Bei fortschreitender Verschlechterung sowohl der Funktion als auch der Blutzuckereinstellung kommt es vor Umsetzung dieser Empfehlungen zu einem Sturz mit Oberschenkelhalsfraktur und Anlage einer Totalendoprothese (TEP) linksseitig. Indikation zur teilstationären, geriatrischen Komplexbehandlung nach Abschluss der lokalen Wundheilung. Darunter Verbesserung der Gangfunktion und Entlassung ohne Pflegestufe in die eigene Häuslichkeit.
4)
Gesundheitsförderung: Eine 69-jährige Ärztin im Ruhestand spielt leidenschaftlich Golf, fühlt sich aber nicht ausgelastet. Im Rahmen der Vorsorgeuntersuchung Check Up 35plus erwähnt sie schmerzhafte Beschwerden im Rücken und der rechten Schulter. Die Befunde ergeben eine leichte
Hypercholesterinämie. Bereits vor 2 Jahren hatten diese zu einem Therapieversuch mit Statinen geführt, der aufgrund einer Unverträglichkeit mit beginnender Myopathie aufgegeben wurde.
Lokalbefund: unauffällig, muskulärer Hartspann v. a. im M. deltoideus rechts mehr als links.

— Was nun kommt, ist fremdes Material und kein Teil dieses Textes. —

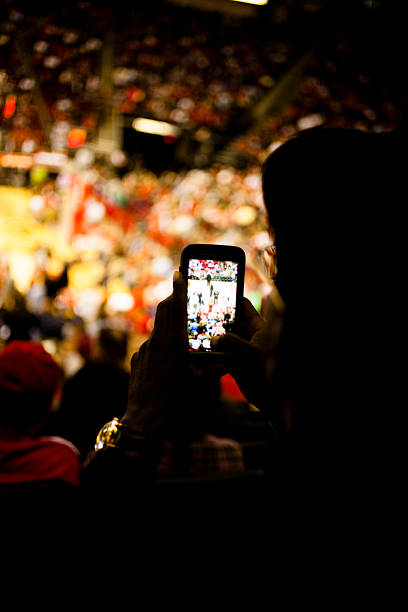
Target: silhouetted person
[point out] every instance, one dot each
(96, 393)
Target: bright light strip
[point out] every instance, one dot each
(259, 2)
(150, 126)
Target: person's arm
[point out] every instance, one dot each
(160, 378)
(252, 360)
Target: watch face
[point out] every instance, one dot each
(108, 435)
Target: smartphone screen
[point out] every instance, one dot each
(211, 300)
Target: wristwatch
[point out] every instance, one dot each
(117, 435)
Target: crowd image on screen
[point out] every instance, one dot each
(211, 300)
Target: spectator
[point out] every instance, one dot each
(30, 381)
(331, 375)
(189, 447)
(96, 393)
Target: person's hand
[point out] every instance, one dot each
(252, 359)
(160, 373)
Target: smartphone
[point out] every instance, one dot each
(214, 276)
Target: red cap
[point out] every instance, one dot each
(26, 366)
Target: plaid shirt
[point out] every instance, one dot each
(207, 455)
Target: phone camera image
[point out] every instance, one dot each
(211, 300)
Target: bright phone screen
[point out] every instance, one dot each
(211, 300)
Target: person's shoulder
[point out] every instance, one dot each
(218, 442)
(57, 445)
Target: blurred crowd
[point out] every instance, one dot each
(194, 70)
(125, 225)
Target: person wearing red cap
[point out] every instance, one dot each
(30, 381)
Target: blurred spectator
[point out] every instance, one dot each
(96, 393)
(30, 380)
(189, 447)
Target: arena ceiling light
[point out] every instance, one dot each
(258, 2)
(151, 126)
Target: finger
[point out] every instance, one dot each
(162, 317)
(252, 319)
(233, 344)
(179, 307)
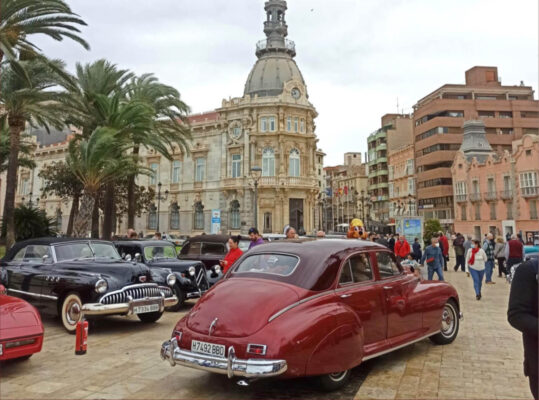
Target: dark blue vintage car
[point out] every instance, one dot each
(72, 277)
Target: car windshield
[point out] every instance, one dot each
(159, 252)
(275, 264)
(105, 250)
(73, 251)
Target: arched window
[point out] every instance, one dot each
(235, 215)
(268, 162)
(174, 216)
(199, 216)
(293, 163)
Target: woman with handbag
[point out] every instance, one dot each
(475, 263)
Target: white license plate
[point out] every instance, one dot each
(145, 309)
(208, 348)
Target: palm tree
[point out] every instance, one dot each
(20, 19)
(170, 127)
(95, 162)
(27, 99)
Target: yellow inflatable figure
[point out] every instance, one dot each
(356, 230)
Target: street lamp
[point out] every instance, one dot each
(159, 198)
(256, 173)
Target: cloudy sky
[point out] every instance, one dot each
(360, 58)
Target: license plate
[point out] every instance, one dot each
(208, 348)
(145, 309)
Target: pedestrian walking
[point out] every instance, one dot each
(514, 253)
(402, 248)
(416, 249)
(522, 315)
(458, 247)
(434, 259)
(476, 259)
(488, 247)
(499, 253)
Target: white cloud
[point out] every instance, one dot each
(357, 57)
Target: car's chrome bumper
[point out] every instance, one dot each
(231, 366)
(128, 308)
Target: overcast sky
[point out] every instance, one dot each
(357, 56)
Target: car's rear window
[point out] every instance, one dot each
(274, 264)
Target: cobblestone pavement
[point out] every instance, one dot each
(484, 362)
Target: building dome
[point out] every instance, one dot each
(275, 65)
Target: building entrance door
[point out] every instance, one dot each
(295, 216)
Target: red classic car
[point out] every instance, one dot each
(311, 308)
(21, 330)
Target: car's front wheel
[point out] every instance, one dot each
(337, 380)
(450, 324)
(148, 318)
(70, 311)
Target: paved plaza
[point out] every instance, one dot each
(484, 362)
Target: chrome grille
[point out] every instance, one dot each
(135, 292)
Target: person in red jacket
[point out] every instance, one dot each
(402, 248)
(444, 244)
(233, 254)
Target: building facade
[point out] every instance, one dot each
(496, 192)
(509, 112)
(271, 126)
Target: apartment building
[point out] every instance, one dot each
(508, 112)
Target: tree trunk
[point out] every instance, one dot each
(131, 201)
(83, 219)
(95, 221)
(108, 211)
(16, 125)
(72, 214)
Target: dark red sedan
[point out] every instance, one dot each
(311, 308)
(21, 330)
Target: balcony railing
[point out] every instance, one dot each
(461, 198)
(530, 191)
(506, 194)
(475, 197)
(490, 196)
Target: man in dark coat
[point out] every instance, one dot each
(522, 315)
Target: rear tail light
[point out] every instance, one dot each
(258, 349)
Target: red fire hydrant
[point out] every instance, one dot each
(81, 342)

Einordnung: Rüstige, gesunde Seniorin
Empfehlungen zum Ausbau gesundheitlicher Reserven mit folgenden Bausteinen:
Soziale Vorsorge und Aktivität: Einbindung in ein Ehrenamt z. B. als Simulationspatientin für den Unterricht der Medizinstudierenden.
Körperliche Aktivität: Rat zum ausgleichenden Krafttraining der Muskulatur an Geräten inklusive vorbereitender Extensionsübungen. Darunter Beschwerdefreiheit und Verbesserung der Bewegungsabläufe beim Golf sowie der Blutfettwerte.
Gesunde Ernährung: Erhöhung des Anteiles von Gemüse an der täglichen Kost sowie des Anteiles von Fischmahlzeiten auf 2-mal wöchentlich bei Einsparung von Kohlenhydraten.